How to keep only information inside a complex string in R?

991 Views Asked by At

I want to keep a string of character inside a complex string. I think that I can use regex to do keep the thing that I need. Basically, I want to keep only the information between the \" and \" in Function=\"SMAD5\". I also want to keep the empty strings: Function=\"\"

df=structure(1:6, .Label = c("ID=Gfo_R000001;Source=ENST00000513418;Function=\"SMAD5\";", 
"ID=Gfo_R000002;Source=ENSTGUT00000017468;Function=\"CENPA\";", 
"ID=Gfo_R000003;Source=ENSGALT00000028134;Function=\"C1QL4\";", 
"ID=Gfo_R000004;Source=ENSTGUT00000015300;Function=\"\";", "ID=Gfo_R000005;Source=ENSTGUT00000019268;Function=\"\";", 
"ID=Gfo_R000006;Source=ENSTGUT00000019035;Function=\"\";"), class = "factor")

This should look like this:

"SMAD5"
"CENPA"
"C1QL4"
NA
NA
NA

So far that What I was able to do:

gsub('.*Function=\"',"",df)

[1] "SMAD5\";" "CENPA\";" "C1QL4\";" "\";"      "\";"      "\";"     

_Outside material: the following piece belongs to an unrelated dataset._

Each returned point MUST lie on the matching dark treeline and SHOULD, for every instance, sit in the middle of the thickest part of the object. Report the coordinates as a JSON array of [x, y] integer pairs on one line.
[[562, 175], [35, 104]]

But I'm stuck with a bunch of \";". How can I remove them with one line?

I tried this:

gsub('.*Function=\"' & '.\"*',"",test)

But it's giving me this error:

Error in ".*Function=\"" & ".\"*" : 
  operations are possible only for numeric, logical or complex types
3

There are 3 best solutions below

0
On BEST ANSWER

You may use

gsub(".*Function=\"([^\"]*).*","\\1",df)

See the regex demo

Details:

  • .* - any 0+ chars as many as possible up to the last...
  • Function=\" - a Function=" substring
  • ([^\"]*) - capturing group 1 matching 0+ chars other than a "
  • .* - and the rest of the string.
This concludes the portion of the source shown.